Toplantıda sanayicilere seslenen Bilim, Sanayi ve Teknoloji Bakanı Faruk Özlü de, Türkiye’nin artık denizde boğulacak zamanı olmadığını belirterek, “NATO, istediği kadar liderlerimizi hedef göstererek Türkiye ile uğraşsın, AB istediği kadar üç kuruşluk fonlarla bizi korkutmaya çalışsın, FETÖ istediği kadar haince kulisler yapsın, bunların artık bizim nazarımızda hiçbir hükmü, anlamı, değeri yoktur. Türkiye ayar verilecek, parmak sallanacak bir ülke değildir, o günler çok geride kaldı.” diye konuştu.
AB’nin “Avrupa standartlarından saptığı” iddiasıyla Türkiye’ye ayırdığı fonlarda 105 milyon avro kesintiye gittiğine dikkati çeken Özlü, şöyle devam etti:
“Biz FETÖ, DEAŞ, PKK, PYD ile ve bunların içerideki piyonlarıyla uğraşırken yanımızda olmayan AB, bize, ‘Şunu, bunu yapın’ diye ahkam kesiyor. Biz 3 milyon mülteciye kucak açarken üç maymunu oynayan AB bize hangi standartlardan bahsediyor? Standarttan kasıtları kendilerine geldiği zaman her türlü koruma ve yaptırımı uygun görüp, bize gelince akıllarına gelen öncelikler ise kusura bakmasınlar, bunun adı standart değil, çifte standarttır. Türkiye’ye kimse çifte standart dayatamaz.”
Teknolojiye ‘Made in Turkey’ damgası
Bir yandan ihracatı artırırken diğer yandan da ithal edilen ara malları ve sanayi ürünlerinin yerlileştirilmesi kapsamında, “ithalata karşı yerli üretim, yerli hamle” çalışması başlattıklarını bildiren Özlü, Türkiye’nin ithalatını yaptığı ara mallardan ilk aşamada 978 ürün tespit ettiklerini, bu sayıyı zamanla 2 bin 600’e kadar çıkaracaklarını söyledi. Özlü, kimya, ilaç, elektronik, makine, teçhizat, gıda ve motorlu kara taşıtları sektörlerindeki ürünlerin Türkiye’de üretilmesi için teşvik mekanizması kuracaklarını söyledi.

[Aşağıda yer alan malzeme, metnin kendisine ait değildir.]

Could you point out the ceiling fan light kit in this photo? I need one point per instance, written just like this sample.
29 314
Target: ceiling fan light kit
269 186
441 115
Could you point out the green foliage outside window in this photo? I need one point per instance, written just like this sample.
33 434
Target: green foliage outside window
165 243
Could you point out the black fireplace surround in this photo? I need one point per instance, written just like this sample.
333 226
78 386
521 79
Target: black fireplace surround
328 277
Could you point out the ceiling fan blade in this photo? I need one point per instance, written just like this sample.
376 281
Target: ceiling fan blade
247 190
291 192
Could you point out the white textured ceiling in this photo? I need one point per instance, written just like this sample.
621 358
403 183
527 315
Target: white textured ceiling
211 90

Proje kapsamında 2018’de ilk ürün sözleşmelerini yapacaklarını ve gelecek yıl sonunda ilk ürünlerin üretileceğini ifade eden Faruk Özlü, “Hep birlikte, omuz omuza vereceğiz, teknolojiye ‘Made in Turkey’ damgasını vuracağız.” dedi.
“İleri sanayi ülkesi, teknoloji üssü ve bilim merkezi Türkiye” hedeflerine ulaşmak için Ar-Ge, inovasyon ve tasarıma her zamankinden daha fazla yatırım yapılması gerektiğini vurgulayan Özlü, şunları kaydetti:
“Kendi markalarımızla, kendi insan kaynağımızla, kendi teknolojimizle 2023 hedeflerine doğru ilerleyeceğiz. 2023 hedeflerimiz doğrultusunda, iş adamlarına, girişimcilere, sivil toplum kuruluşlarına önemli görevler düşmektedir. Türkiye’nin önde gelen ‘kamuoyu önderleri’ olarak sizlerin, ülkemize yeni değerler katacağına, yeni ufuklar açacağına yürekten inanıyorum. Bizler de hükümet ve Bakanlık olarak sizlerin yanında olmaya, işlerinizi kolaylaştırmaya devam edeceğiz.”